Consumer Response handles complaints and inquiries about financial products and services submitted by consumers about companies. Consumer Response conducts analyses of consumer complaint data with respect to FIs, financial products, and issues described in the complaint, and shares such analysis within the Bureau. The Bureau uses this analysis for supervisory purposes; for investigative or other enforcement purposes; for rulemaking and market monitoring purposes; and to inform work to meet the financial education needs of the public and needs or challenges faced by certain special populations identified in the Dodd-Frank Act, such as students, servicemembers, and older Americans.

The Bureau also collects data from consumers and a variety of professionals and entities who serve them (such as financial educators, credit counselors, social workers) through focus groups, interviews, user testing, and informal surveys. As previously explained, except with respect to data collections that informed disclosure testing, Appendix B does not currently include these data collections. The Bureau intends to supplement Appendix B to do so. The discussion below summarizes the purposes for which data is collected from consumers with some illustrative examples.

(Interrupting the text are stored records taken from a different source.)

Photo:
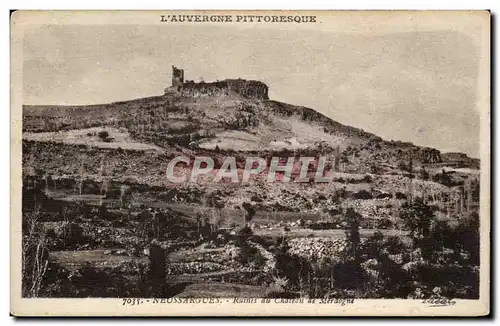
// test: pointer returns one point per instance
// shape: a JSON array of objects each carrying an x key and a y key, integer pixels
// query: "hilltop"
[{"x": 94, "y": 178}]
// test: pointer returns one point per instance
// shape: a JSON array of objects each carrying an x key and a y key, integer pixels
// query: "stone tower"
[{"x": 177, "y": 78}]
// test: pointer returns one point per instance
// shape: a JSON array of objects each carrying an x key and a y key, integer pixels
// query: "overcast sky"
[{"x": 410, "y": 86}]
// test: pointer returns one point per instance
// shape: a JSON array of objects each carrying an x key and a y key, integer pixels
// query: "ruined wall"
[
  {"x": 245, "y": 88},
  {"x": 177, "y": 77}
]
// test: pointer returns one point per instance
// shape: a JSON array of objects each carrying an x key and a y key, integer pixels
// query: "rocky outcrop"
[{"x": 245, "y": 88}]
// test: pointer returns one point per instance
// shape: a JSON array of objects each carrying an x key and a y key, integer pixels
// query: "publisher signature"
[{"x": 439, "y": 302}]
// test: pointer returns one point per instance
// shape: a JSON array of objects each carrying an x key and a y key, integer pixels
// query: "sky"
[{"x": 419, "y": 86}]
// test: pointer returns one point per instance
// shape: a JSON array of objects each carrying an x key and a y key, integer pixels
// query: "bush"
[{"x": 103, "y": 134}]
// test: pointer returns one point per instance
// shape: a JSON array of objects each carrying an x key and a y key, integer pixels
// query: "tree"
[
  {"x": 424, "y": 175},
  {"x": 417, "y": 217},
  {"x": 352, "y": 233}
]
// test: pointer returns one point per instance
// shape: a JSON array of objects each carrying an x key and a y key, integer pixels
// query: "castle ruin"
[{"x": 246, "y": 88}]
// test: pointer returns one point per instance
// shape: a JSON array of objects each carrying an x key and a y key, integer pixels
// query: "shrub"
[{"x": 103, "y": 134}]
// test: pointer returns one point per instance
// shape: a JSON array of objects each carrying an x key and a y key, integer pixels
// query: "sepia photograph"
[{"x": 250, "y": 163}]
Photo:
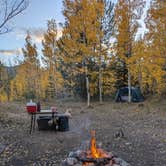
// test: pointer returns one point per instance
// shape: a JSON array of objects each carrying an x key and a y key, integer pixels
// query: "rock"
[
  {"x": 71, "y": 161},
  {"x": 74, "y": 154},
  {"x": 120, "y": 162}
]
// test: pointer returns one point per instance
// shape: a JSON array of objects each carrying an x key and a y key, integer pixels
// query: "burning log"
[{"x": 93, "y": 157}]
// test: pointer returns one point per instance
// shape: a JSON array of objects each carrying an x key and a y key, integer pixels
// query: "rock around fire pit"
[
  {"x": 74, "y": 160},
  {"x": 92, "y": 156}
]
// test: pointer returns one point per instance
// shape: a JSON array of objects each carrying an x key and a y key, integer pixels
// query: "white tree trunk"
[{"x": 129, "y": 86}]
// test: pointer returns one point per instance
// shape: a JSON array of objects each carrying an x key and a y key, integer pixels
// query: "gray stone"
[
  {"x": 71, "y": 161},
  {"x": 121, "y": 162}
]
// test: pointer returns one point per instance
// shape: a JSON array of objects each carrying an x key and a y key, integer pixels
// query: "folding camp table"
[{"x": 35, "y": 115}]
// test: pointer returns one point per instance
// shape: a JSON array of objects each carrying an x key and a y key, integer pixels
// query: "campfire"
[{"x": 93, "y": 156}]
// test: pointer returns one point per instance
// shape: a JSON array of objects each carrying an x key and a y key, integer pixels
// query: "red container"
[{"x": 31, "y": 107}]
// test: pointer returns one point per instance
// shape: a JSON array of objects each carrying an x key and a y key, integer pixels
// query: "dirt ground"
[{"x": 143, "y": 125}]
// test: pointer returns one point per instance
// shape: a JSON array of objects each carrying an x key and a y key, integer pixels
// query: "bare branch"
[{"x": 10, "y": 10}]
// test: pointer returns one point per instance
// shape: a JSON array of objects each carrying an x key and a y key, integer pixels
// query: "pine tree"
[
  {"x": 127, "y": 15},
  {"x": 52, "y": 59},
  {"x": 31, "y": 68},
  {"x": 81, "y": 36},
  {"x": 156, "y": 41}
]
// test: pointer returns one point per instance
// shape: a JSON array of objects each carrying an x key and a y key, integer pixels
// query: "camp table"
[{"x": 35, "y": 115}]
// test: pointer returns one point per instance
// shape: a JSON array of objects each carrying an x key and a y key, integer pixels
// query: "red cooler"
[{"x": 31, "y": 107}]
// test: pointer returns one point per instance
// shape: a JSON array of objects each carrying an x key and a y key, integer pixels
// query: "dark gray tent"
[{"x": 122, "y": 94}]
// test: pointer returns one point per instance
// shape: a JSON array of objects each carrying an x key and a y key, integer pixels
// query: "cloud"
[{"x": 11, "y": 52}]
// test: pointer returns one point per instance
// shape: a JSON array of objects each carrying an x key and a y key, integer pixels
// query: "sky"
[{"x": 34, "y": 18}]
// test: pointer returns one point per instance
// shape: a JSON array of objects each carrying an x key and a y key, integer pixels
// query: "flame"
[{"x": 95, "y": 152}]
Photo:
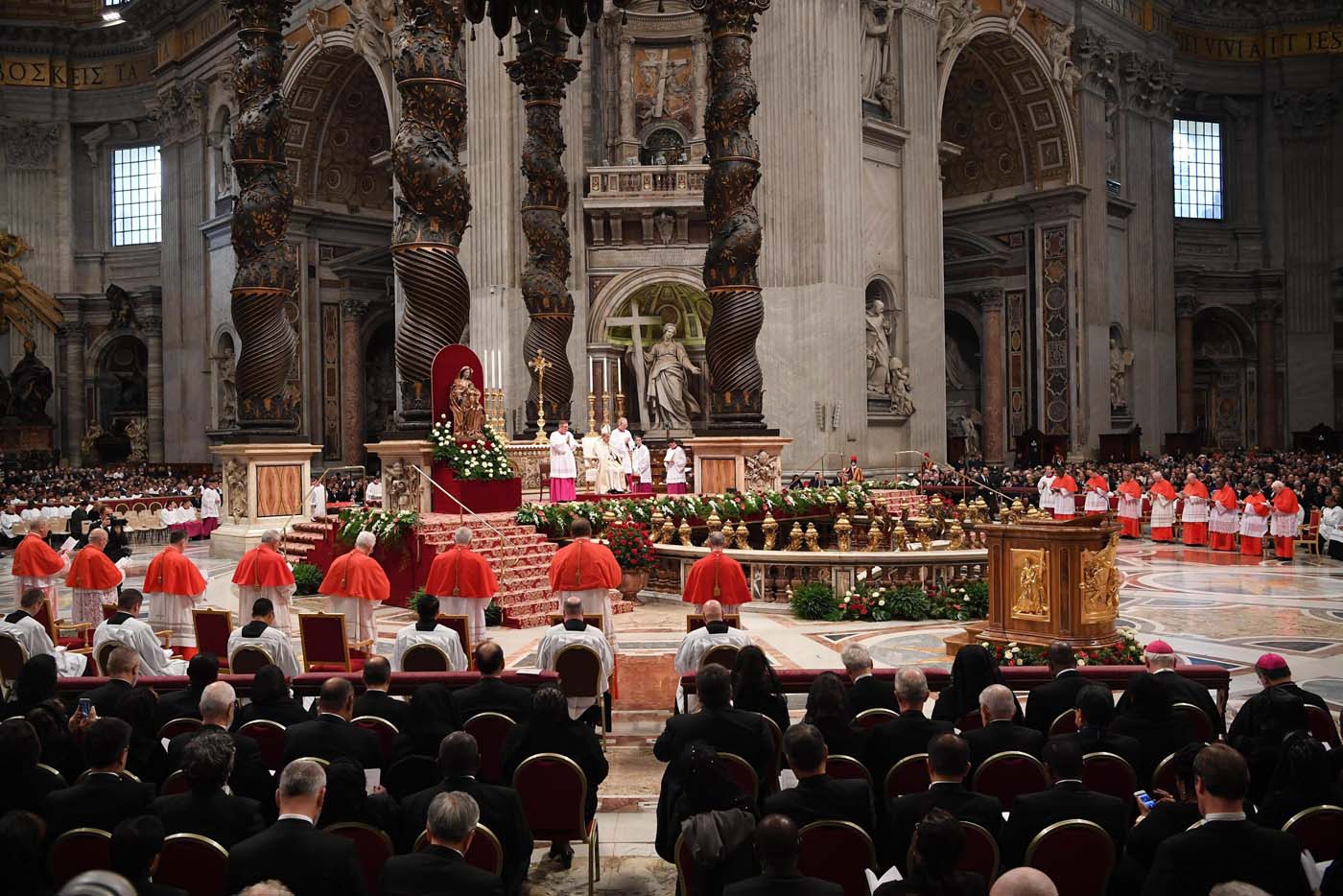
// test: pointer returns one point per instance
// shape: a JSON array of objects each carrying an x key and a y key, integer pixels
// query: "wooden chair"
[
  {"x": 372, "y": 845},
  {"x": 192, "y": 862},
  {"x": 1057, "y": 849},
  {"x": 1010, "y": 774},
  {"x": 838, "y": 852},
  {"x": 78, "y": 851},
  {"x": 490, "y": 730},
  {"x": 554, "y": 794}
]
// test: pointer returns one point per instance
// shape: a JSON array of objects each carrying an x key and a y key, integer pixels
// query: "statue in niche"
[{"x": 672, "y": 403}]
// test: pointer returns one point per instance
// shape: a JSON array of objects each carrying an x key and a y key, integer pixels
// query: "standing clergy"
[
  {"x": 93, "y": 578},
  {"x": 34, "y": 636},
  {"x": 674, "y": 463},
  {"x": 1194, "y": 516},
  {"x": 564, "y": 469},
  {"x": 264, "y": 573},
  {"x": 1283, "y": 523},
  {"x": 1164, "y": 497},
  {"x": 1255, "y": 522},
  {"x": 716, "y": 577},
  {"x": 356, "y": 584},
  {"x": 1222, "y": 519},
  {"x": 180, "y": 584},
  {"x": 587, "y": 571},
  {"x": 36, "y": 566},
  {"x": 463, "y": 583},
  {"x": 125, "y": 626}
]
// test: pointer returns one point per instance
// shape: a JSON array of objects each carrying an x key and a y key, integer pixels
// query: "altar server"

The Bureau has collected data from consumers in connection with a number of rulemakings or potential rulemakings. For example, the Bureau conducted focus groups among prepaid card users prior to initiating work on the prepaid card rulemaking, and in conjunction with a potential rulemaking involving debt collection. The Bureau likewise has conducted user testing of model disclosure language in connection with rulemakings or potential rulemakings, including the prepaid rulemaking and a potential debt collection rulemaking. Generally, this testing takes the form of iterative rounds of one-on-one interviews, conducted by a vendor, in which consumers are exposed to model forms under development and asked questions designed to elicit their understanding of the forms.

Other data collections from consumers support the Bureau's work to design and improve financial education initiatives and to measure the reach or how the consumer financial markets, consumer behavior, financial entity behavior, or other economic factors might change as the result of its financial education programs. For example, the Bureau gathers metrics related to materials visited on the Bureau's website to help understand what information consumers access. In addition, the Bureau has conducted a series of focus groups and one-on-one interviews to understand consumers' knowledge and experiences with respect to various consumer financial products and services. These data collections resulted in a series of "Consumer Voices" reports. Other data collections include user testing of contemplated consumer education materials and tools.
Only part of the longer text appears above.